Sam Macdonald of Direct Broking said there were rumours of a renewed writedown in AAPT. He said the market was looking for further guidance from Telecom.
"We've beaten down this track before (with) AAPT a year ago, we had the same rumour hit the market and it was all on the back of comments of an Australian analyst and it just puts fear through our market."
AMP sank 66c to to 1424 after it resumed trading following a suspension. The financial services giant announced it would axe another 2000 jobs from its global operations as part of a major restructure and that it was unlikely to make a profit in 2002.

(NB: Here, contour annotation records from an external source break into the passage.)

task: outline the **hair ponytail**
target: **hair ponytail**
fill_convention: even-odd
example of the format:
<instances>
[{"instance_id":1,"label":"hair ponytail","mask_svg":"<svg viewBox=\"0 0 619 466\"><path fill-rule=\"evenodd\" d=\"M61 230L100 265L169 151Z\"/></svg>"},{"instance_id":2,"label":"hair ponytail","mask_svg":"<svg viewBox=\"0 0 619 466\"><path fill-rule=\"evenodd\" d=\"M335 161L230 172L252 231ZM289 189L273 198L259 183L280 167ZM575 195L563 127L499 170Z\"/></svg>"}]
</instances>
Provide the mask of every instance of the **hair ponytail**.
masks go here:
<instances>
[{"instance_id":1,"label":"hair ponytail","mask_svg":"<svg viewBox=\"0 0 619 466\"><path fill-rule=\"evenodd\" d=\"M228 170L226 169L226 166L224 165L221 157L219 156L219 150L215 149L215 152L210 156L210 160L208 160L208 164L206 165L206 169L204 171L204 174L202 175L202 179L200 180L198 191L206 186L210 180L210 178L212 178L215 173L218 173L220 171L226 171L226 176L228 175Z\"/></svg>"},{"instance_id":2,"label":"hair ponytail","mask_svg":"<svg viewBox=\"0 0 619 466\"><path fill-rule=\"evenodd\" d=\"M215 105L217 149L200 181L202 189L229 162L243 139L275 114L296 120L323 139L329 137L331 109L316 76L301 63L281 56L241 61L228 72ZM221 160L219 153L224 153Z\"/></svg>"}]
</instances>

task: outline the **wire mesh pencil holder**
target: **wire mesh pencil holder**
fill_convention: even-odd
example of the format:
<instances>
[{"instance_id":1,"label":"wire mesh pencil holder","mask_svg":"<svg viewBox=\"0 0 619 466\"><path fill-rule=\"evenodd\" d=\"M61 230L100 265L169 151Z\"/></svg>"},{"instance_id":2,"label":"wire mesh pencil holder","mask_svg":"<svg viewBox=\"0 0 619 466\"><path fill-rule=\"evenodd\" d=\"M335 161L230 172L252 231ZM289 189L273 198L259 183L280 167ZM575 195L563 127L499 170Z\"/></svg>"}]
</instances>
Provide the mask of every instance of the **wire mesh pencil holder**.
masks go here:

Auckland Airport was one of the few bright spots in the market, closing 6c up at 516 ahead of the closure of the book build. Brokers expect the acceptance price to be over $5/share.
Mr Burton said it was likely the stock would go up irrespective of the outcome of the council vote tomorrow or whether the holding was placed to a trade buyer.
Mr Rutherford, whose firm was leading with First NZ Capital the international book-build for Auckland Airport, said the process had gone well, with strong interest here and abroad.
Paramount Property Trust debuted on its issue price of 100 with half a million shares changing hands.
Tranz Rail, again battling poor publicity, this time over its inability to run trains in "hot" weather because of track buckling, slumped to a record low of 92c. However it recovered to 96, down 3c, after the company put out some soothing comments over the effects of the hot rails.
Independent Newspapers fell 16c to 281 amid fresh rumours that Telecom was again trying to sell its 10 per cent stake.
Contact Energy had a good day, rising 6c to 395, after it announced it was no longer pursuing NRG's assets in Australia.
Rarely-traded Kirkaldies fell 9c to 400.
Mr Rutherford said some stocks were sold to raise cash for Auckland Airport. Those to take solid falls including Ports of Auckland, 24c to 626; Fisher & Paykel Appliances, 20c to 1060, Fisher & Paykel Healthcare, 15c to 1020; The Warehouse, 7c to 705 and Westpac NZ, 13c to 1447.
The top 10 index fell 7.37 points to 864.60 while the small stocks index actually gained 4.91 points to 5575.55.
There were only 30 stocks to rise against 62 falls among the 128 traded.